A proposition Q is implicated by a proposition P when the following relationship holds

In common footings, this states “ If P so Q ” , or, “ If Socrates is a adult male so Socrates is human. ” In a conditional such as this, P is called the ancestor and Q the consequent. One statement is the contrapositive of the other merely when its ancestor is the negated consequent of the other, and vice-versa. The contrapositive of the given illustration statement would be

That is, “ If not-Q so not-P ” , or more clearly, “ If Q is non the instance, so P is non the instance. ” Using our illustration, this is rendered “ If Socrates is non human, so Socrates is non a adult male. ” This statement is said to be contraposed to the original, and is logically tantamount to it. Due to their logical equality, saying one is efficaciously the same as saying the other, and where one is true, the other is besides true ( likewise with falseness ) .

Strictly, a contraposition can merely be in the above signifier of two simple conditionals. However, it is common to name two more complex statements contraposed if they are the same apart from incorporating a contraposition. Therefore, or “ All P ‘s are Q ‘s ” is contraposed to or “ All non-Q ‘s are non-P ‘s ” .
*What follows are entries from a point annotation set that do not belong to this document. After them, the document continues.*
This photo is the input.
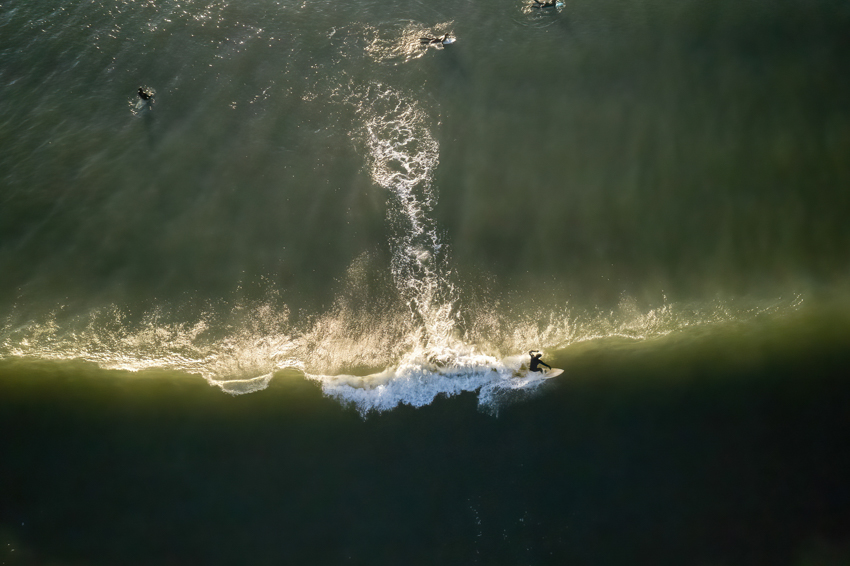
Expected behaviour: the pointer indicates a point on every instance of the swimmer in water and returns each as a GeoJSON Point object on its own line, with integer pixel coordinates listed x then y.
{"type": "Point", "coordinates": [146, 95]}
{"type": "Point", "coordinates": [443, 40]}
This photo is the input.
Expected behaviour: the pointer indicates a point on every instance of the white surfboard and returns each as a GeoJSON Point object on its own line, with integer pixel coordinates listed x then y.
{"type": "Point", "coordinates": [537, 375]}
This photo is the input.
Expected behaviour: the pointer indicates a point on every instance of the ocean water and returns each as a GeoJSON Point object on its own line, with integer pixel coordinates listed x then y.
{"type": "Point", "coordinates": [275, 314]}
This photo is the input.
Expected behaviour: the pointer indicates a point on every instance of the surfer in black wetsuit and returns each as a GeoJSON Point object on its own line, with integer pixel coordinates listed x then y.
{"type": "Point", "coordinates": [536, 361]}
{"type": "Point", "coordinates": [146, 95]}
{"type": "Point", "coordinates": [434, 40]}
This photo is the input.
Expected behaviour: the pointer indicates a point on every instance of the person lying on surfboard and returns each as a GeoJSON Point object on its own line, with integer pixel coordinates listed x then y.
{"type": "Point", "coordinates": [536, 361]}
{"type": "Point", "coordinates": [444, 39]}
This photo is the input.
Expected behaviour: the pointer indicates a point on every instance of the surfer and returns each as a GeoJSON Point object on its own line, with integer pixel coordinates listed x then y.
{"type": "Point", "coordinates": [428, 40]}
{"type": "Point", "coordinates": [536, 361]}
{"type": "Point", "coordinates": [146, 95]}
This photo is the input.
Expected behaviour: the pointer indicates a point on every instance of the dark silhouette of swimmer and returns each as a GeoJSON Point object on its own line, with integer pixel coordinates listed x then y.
{"type": "Point", "coordinates": [536, 361]}
{"type": "Point", "coordinates": [146, 95]}
{"type": "Point", "coordinates": [428, 40]}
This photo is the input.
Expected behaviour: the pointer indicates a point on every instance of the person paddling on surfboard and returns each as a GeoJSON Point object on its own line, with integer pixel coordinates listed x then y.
{"type": "Point", "coordinates": [442, 40]}
{"type": "Point", "coordinates": [536, 361]}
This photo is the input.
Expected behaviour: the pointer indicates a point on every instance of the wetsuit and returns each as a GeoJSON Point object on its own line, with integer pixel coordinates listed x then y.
{"type": "Point", "coordinates": [535, 361]}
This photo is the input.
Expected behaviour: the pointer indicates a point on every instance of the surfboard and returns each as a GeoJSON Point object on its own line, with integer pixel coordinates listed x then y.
{"type": "Point", "coordinates": [535, 375]}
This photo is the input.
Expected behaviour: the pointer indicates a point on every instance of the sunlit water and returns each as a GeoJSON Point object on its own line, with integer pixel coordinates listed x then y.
{"type": "Point", "coordinates": [314, 189]}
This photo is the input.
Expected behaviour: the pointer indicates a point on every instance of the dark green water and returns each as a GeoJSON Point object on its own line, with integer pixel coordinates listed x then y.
{"type": "Point", "coordinates": [644, 455]}
{"type": "Point", "coordinates": [274, 316]}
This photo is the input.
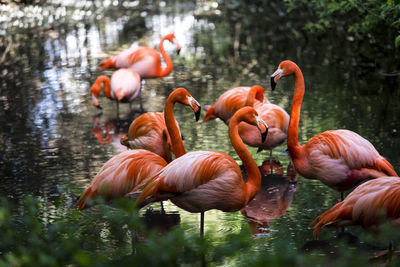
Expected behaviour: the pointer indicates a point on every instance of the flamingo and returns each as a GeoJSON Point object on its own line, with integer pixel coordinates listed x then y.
{"type": "Point", "coordinates": [340, 159]}
{"type": "Point", "coordinates": [276, 117]}
{"type": "Point", "coordinates": [232, 100]}
{"type": "Point", "coordinates": [369, 205]}
{"type": "Point", "coordinates": [149, 130]}
{"type": "Point", "coordinates": [130, 169]}
{"type": "Point", "coordinates": [125, 87]}
{"type": "Point", "coordinates": [202, 180]}
{"type": "Point", "coordinates": [144, 60]}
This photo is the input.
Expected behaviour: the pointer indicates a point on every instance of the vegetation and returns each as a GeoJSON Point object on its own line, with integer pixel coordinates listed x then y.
{"type": "Point", "coordinates": [123, 239]}
{"type": "Point", "coordinates": [367, 17]}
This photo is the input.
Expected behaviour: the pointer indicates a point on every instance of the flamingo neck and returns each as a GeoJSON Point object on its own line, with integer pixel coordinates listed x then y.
{"type": "Point", "coordinates": [255, 92]}
{"type": "Point", "coordinates": [177, 144]}
{"type": "Point", "coordinates": [253, 173]}
{"type": "Point", "coordinates": [164, 72]}
{"type": "Point", "coordinates": [293, 138]}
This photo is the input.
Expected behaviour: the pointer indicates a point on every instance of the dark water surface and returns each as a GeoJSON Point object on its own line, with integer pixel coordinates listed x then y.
{"type": "Point", "coordinates": [48, 62]}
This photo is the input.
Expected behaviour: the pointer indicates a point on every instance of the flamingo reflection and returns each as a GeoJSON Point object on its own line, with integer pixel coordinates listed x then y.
{"type": "Point", "coordinates": [273, 199]}
{"type": "Point", "coordinates": [111, 131]}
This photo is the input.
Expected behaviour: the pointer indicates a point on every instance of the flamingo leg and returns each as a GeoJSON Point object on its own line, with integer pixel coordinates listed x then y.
{"type": "Point", "coordinates": [270, 161]}
{"type": "Point", "coordinates": [202, 224]}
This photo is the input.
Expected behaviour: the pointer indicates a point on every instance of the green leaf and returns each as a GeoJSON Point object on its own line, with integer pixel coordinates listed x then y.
{"type": "Point", "coordinates": [397, 41]}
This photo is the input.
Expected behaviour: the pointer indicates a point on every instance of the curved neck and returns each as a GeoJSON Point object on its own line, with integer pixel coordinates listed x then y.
{"type": "Point", "coordinates": [255, 92]}
{"type": "Point", "coordinates": [176, 141]}
{"type": "Point", "coordinates": [167, 59]}
{"type": "Point", "coordinates": [293, 135]}
{"type": "Point", "coordinates": [253, 173]}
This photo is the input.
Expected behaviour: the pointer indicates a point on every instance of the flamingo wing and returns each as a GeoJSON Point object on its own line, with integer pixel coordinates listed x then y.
{"type": "Point", "coordinates": [370, 204]}
{"type": "Point", "coordinates": [198, 181]}
{"type": "Point", "coordinates": [342, 158]}
{"type": "Point", "coordinates": [121, 174]}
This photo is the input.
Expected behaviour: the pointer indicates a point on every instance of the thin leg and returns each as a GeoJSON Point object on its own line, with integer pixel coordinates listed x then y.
{"type": "Point", "coordinates": [140, 101]}
{"type": "Point", "coordinates": [270, 161]}
{"type": "Point", "coordinates": [202, 224]}
{"type": "Point", "coordinates": [117, 110]}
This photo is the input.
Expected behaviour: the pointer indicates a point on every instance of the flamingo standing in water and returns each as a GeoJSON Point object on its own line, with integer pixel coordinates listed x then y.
{"type": "Point", "coordinates": [132, 168]}
{"type": "Point", "coordinates": [124, 87]}
{"type": "Point", "coordinates": [146, 61]}
{"type": "Point", "coordinates": [340, 159]}
{"type": "Point", "coordinates": [276, 118]}
{"type": "Point", "coordinates": [203, 180]}
{"type": "Point", "coordinates": [159, 132]}
{"type": "Point", "coordinates": [369, 205]}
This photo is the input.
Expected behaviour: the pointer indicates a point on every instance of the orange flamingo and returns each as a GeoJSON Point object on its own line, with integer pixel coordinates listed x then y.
{"type": "Point", "coordinates": [146, 61]}
{"type": "Point", "coordinates": [233, 100]}
{"type": "Point", "coordinates": [203, 180]}
{"type": "Point", "coordinates": [338, 158]}
{"type": "Point", "coordinates": [124, 87]}
{"type": "Point", "coordinates": [151, 130]}
{"type": "Point", "coordinates": [132, 168]}
{"type": "Point", "coordinates": [369, 205]}
{"type": "Point", "coordinates": [120, 175]}
{"type": "Point", "coordinates": [276, 118]}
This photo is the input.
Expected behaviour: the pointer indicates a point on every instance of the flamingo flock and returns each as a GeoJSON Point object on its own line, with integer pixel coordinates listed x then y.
{"type": "Point", "coordinates": [156, 167]}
SIMPLE PROOF BY CONTRADICTION

Suppose that it is given that

This means that it is given that if A is true, so B is true, and it is besides given that B is non true. We can so demo that A must non be true by contradiction. For if A were true, so B would hold to besides be true ( given ) , but it has been given that B is non true, so we have a contradiction. Therefore A is non true ( presuming that we are covering with concrete statements that are either true or non true ) , and we have that

We can use the same procedure the other manner unit of ammunition. Let it be given that

We besides know that B is either true or non true. If B is non true, so A is besides non true. However, it has merely been given that A is true, so presuming that B is non true leads to contradiction and must be false. Therefore, B must be true, and we have proved that:

Uniting the two proved statements gives:

Which makes them logically tantamount.